His words suck the air out of my lungs. My knees give out. If I wasn’t standing in front of my chair, I’d fall to the ground. Instead, my backside hits the hard wood as I stare at Noah. And he stares back.
“Why?” I whisper.
Noah’s laugh isn’t pleasant. “My father won’t be denied. We tried to refuse him. He… isn’t kind. And Mavarri patriarchs have an ability…” He shakes his head. “A sort of mind control.” His chest spasms with another bitter laugh. “A gift my father perverts in the cruelest way. And if I fight against his control, he hurts my siblings. It’s better to comply.”
I grimace, disgusted by a father who could do that to his children.
“Don’t judge me, Professor. You have no idea what I’ve had to endure.”
I narrow my eyes and point back toward the laboratory. “What about what those women endured? The price they paid. What about them, Noah?”
His shoulders sag. “I’ve been trying to find a solution. I just haven’t been fast enough.”
“This is what you wanted help researching.”
“I didn’t ask for your help.” His words are filled with venom.
“Shemaiah did.”
He stands and paces the length of the room and back, tension coming off of him like heat. He’s a captive tiger with nowhere to go, trapped in a cage of his father’s making. His own making too.
As my mind reels with all he’s told me, one question rises to the surface. “Did they know? When you took those women, did they have a choice?”
“Those ones”–his hand swings in the direction of the laboratory–“did.”
Those ones. So others didn’t. They didn’t know the risks or consent to them. I force out what I need to ask. “Who were they, Noah?”
In my gut, I already know the answer. These were the women I’ve been researching. Noah’s family is responsible for the prostitutes who caused an uproar when they went missing fifteen years ago, and the ones who have quietly disappeared more recently.
“Abigail, Iris, Murial, and Jackie. Those are the names of the four women you just saw in the morgue. They were from The Essik Sanitorium and Hospice.”
My mouth drops open. “You abducted poor and sick women?” Rage burns my blood. I charge at him, jabbing my finger into his chest. “You think that makes it okay? That you can just kill those women because no one will miss them? Becauseyou’re stronger and bigger and have some inherent superiority you didn’t earn?”
“No.” He takes my hand, stopping my attack. “It’s not okay. It’s never been okay.” He’s so close I can feel his breath. And even though I want to rage at him for what he’s done, I also want to fall into his arms and cry for those women.

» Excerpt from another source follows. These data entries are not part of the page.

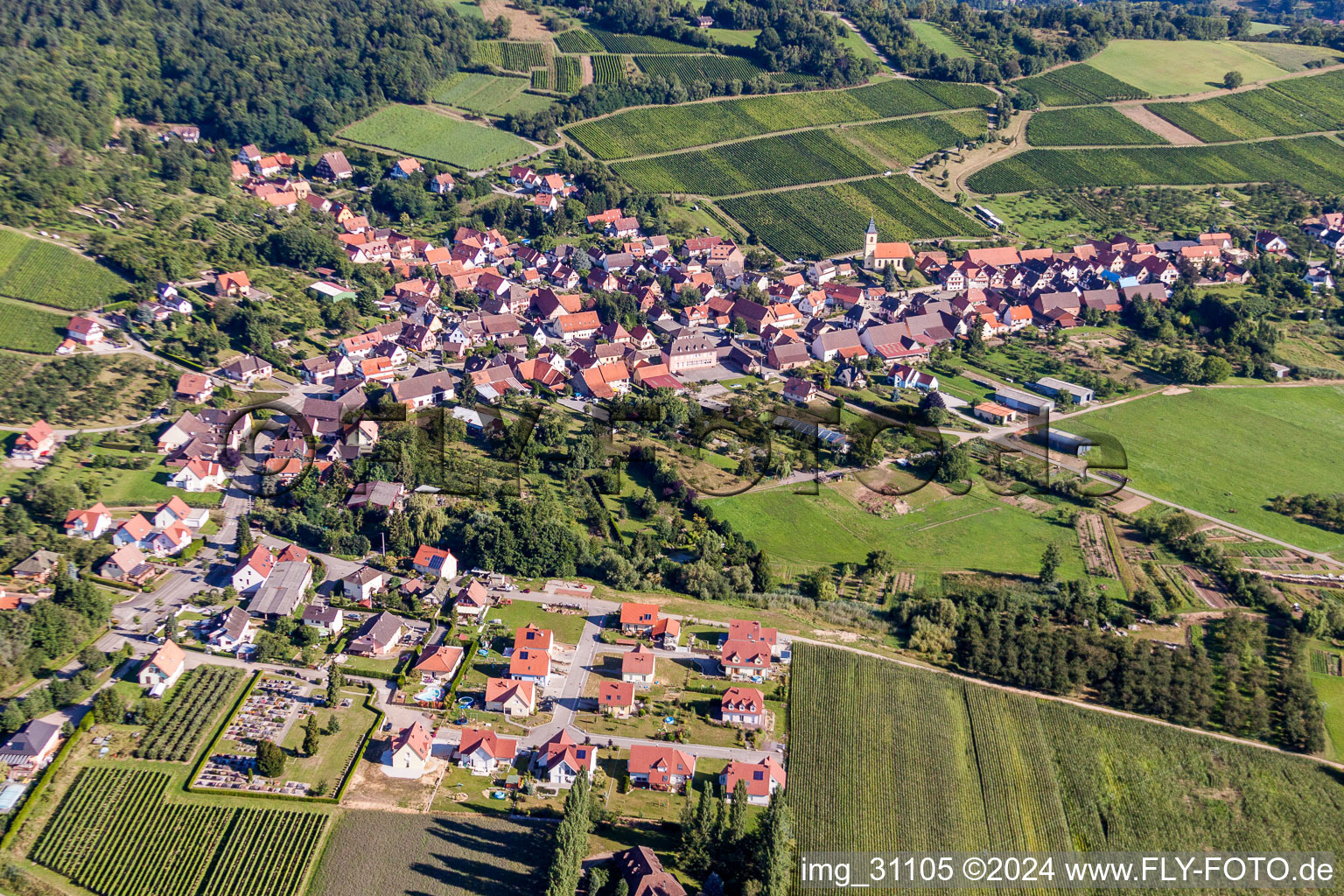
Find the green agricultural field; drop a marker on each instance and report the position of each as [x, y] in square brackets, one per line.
[489, 94]
[511, 55]
[757, 164]
[569, 74]
[1314, 164]
[1173, 67]
[433, 855]
[639, 132]
[116, 835]
[1226, 452]
[1088, 127]
[30, 329]
[577, 40]
[1292, 57]
[937, 39]
[608, 69]
[900, 143]
[824, 220]
[802, 158]
[1329, 690]
[1296, 107]
[940, 532]
[34, 270]
[639, 43]
[1078, 85]
[429, 135]
[948, 765]
[697, 67]
[734, 38]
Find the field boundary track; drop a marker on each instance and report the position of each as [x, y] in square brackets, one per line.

All those women.
“My father used to have his men prowl the Crimson District and lure unsuspecting prostitutes to our Solstice ceremonies. But a few years ago, I started going behind his back to the hospice. I would find women with incurable illnesses, ones who could pretend to look healthy for a few hours to fool my father. I gave them the only thing I could. A choice. Die as they were. Or risk the chance to be healed knowing that it might result in death instead. Those women chose this path.”
“Healed? What do you mean?”
“Mavarri DNA repairs itself in ways humans can’t. We don’t get sick. We don’t die from natural causes or old age. We must be killed. And that’s not easy to do.” He looks down at our still joined hands, and I jerk away.
I shouldn’t have gotten so close. I take a step back.